Ben velilere yönelerek, "içiniz de dayak yediğinden dolayı ne hissettiğini paylaşabilecek birisi var mıdır?" diye sordum. Hiç kimse kalkıp tek söz almadı. Dayağı savunan veliye doğru baktım. O yere kaçırdı bakışlarını. Eminin ki orada en az 100 civarı veli vardı. İçinden mutlaka dayak yiyen oldu. Hiç biri söz almadı. Çünkü o an yedikleri dayak akıllarına geldi. O an kendilerini çok kötü hissetmiş olmalıydılar. Ben dayağı disiplin aracı olamayacağını, dayakla istendik davranışın kesinlikle elde edilemeyeceğini belirttim. Dayak sonunda travma yaşayacak kişinin biriktireceği öfke vb olumsuz duygu durumlarının onun ruh halini bozacağını ve şiddeti meşrulaştıran yapının güçleneceğini, dayak atmakla çocuklarımıza dayak atmayı öğreteceğimizden dolayı toplumda şiddetin yaygınlaşacağını ve ilişki düzenleyici olarak şiddet kültürünün nelere yol açabileceğinden bahsettim.  Öğrencilerimizle olan sağlıklı ve etkili iletişim biçimleri üzerine sohbetimiz devam etti. Ve işin en iyi tarafı, "basacaksın sopayı..." diyen veli, "hocam bizim çocuğun durumu için sizinle özel görüşebilir miyiz?" oldu. Benim için günün kazançlarından biri de o dayağın cennetten çıkma olduğunu savunan velinin değişen davranışıydı...
Çözüm odaklı olmak
1) Sorun yaşayan Çocuğunuzun hatalı eksik yanlış taraflarına değil başarılı yetenekli taraflarına odaklandığımızda faydalı değişimlerinde ardından geleceğidir. “Problemleri konuşmak” yerine “Çözümleri konuşmak” süreci kolay, zevkli ve verimli hale getirir. Örneğin, kekemelik sorunu yaşayanlara konuşmalarında kekemenin olmadığı bölümlerden oluşturulan film gösterilmesiyle, kekelemenin anlamlı ölçüde azaldığı gözlendi.
2) Problem yaşayanlar, problem yaşanmadığı anları, yani sorun yaşanmayan iyi alanları görmekte başarısızdırlar. Danışanlar, çözüm getirmeye yardımcı olacak problemin yaşanmadığı, yeterli ve verimli olunan o anları ortaya çıkmasını sağlamaya çalışırlar. “Neyi iyi yaparsın?” "En yetenekli olduğun alanlar nelerdir?” vb.

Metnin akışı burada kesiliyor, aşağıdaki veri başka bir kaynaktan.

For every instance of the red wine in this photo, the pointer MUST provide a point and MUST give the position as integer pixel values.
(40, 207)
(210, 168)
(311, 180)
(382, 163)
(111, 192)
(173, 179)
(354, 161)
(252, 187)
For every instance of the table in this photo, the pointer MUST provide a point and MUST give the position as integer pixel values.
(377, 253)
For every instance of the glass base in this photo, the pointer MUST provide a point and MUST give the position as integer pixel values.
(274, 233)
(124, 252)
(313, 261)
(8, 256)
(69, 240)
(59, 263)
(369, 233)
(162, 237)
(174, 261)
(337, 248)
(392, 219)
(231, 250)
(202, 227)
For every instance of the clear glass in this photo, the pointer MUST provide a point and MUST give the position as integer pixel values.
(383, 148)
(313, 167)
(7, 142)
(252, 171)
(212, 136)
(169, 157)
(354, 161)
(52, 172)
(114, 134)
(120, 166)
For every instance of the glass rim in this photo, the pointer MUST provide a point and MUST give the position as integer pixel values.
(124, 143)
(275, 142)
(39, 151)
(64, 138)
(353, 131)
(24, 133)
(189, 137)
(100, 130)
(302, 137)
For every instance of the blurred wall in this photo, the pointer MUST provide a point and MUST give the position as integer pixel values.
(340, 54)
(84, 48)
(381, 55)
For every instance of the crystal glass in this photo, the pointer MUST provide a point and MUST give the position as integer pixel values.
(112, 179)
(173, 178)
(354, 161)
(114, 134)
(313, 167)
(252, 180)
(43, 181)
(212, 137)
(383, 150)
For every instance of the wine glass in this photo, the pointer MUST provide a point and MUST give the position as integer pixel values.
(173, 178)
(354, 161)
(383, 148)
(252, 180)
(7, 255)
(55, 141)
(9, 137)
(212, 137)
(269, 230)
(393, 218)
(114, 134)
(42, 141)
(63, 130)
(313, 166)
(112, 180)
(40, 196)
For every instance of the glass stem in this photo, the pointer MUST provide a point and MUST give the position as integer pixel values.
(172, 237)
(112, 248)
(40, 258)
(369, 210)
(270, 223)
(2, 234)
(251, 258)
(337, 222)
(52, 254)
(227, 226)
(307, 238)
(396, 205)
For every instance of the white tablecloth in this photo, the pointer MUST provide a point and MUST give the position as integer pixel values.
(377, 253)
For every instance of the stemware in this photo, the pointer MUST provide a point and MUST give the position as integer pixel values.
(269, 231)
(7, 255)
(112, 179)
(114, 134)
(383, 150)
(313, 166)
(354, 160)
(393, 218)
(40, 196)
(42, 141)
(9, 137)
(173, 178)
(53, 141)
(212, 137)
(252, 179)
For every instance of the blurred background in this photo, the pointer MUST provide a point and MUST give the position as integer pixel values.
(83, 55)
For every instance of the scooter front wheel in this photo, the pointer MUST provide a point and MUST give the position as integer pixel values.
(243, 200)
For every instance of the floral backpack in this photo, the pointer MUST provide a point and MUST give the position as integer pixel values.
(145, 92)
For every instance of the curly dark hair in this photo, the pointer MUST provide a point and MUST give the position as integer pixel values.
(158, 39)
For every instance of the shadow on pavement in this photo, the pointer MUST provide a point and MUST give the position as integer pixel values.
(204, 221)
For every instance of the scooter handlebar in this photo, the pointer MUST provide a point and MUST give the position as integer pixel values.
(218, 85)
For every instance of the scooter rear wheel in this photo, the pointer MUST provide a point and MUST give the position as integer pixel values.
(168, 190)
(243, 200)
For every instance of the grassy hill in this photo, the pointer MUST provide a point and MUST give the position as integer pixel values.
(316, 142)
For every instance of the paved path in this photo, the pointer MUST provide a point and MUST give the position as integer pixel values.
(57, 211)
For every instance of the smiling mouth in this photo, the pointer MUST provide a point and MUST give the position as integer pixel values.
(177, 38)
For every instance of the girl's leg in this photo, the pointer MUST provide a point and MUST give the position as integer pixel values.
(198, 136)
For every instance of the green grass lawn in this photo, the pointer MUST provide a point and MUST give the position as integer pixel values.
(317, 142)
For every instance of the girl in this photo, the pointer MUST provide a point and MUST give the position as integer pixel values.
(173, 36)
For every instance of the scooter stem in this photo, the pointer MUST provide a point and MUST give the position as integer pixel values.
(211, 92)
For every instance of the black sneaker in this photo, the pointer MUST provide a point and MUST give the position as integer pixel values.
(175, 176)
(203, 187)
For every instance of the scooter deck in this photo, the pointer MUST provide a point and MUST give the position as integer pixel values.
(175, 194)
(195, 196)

Sorulara verilen cevaplarda ipuçları bulunur. Sorulacak açık uçlu sorular (Ne, kim, nasıl, ne zaman, nerede ile başlayan sorular) onun kendi iç dünyasına yolculuk yaparak anlatma anında farkındalığı artacaktır. Sorgulamaya neden olan "Neden veya niçin" ile başlayan sorular sormayınız.
3) Olumlu küçük değişikliklerin büyüyerek büyük değişikliklerle yol açar.
4) İnsanların ruhsal sorunu yok ise kendi sorunlarını çözebilecek potansiyele sahiptirler. Danışanlar yetersizlikler ve şikayet konusu olunan yerler yerine, güçlü yanların altı çizilerek bunları nasıl kullanacağının farkına vardığında, değişim oldukça hızlı olacaktır.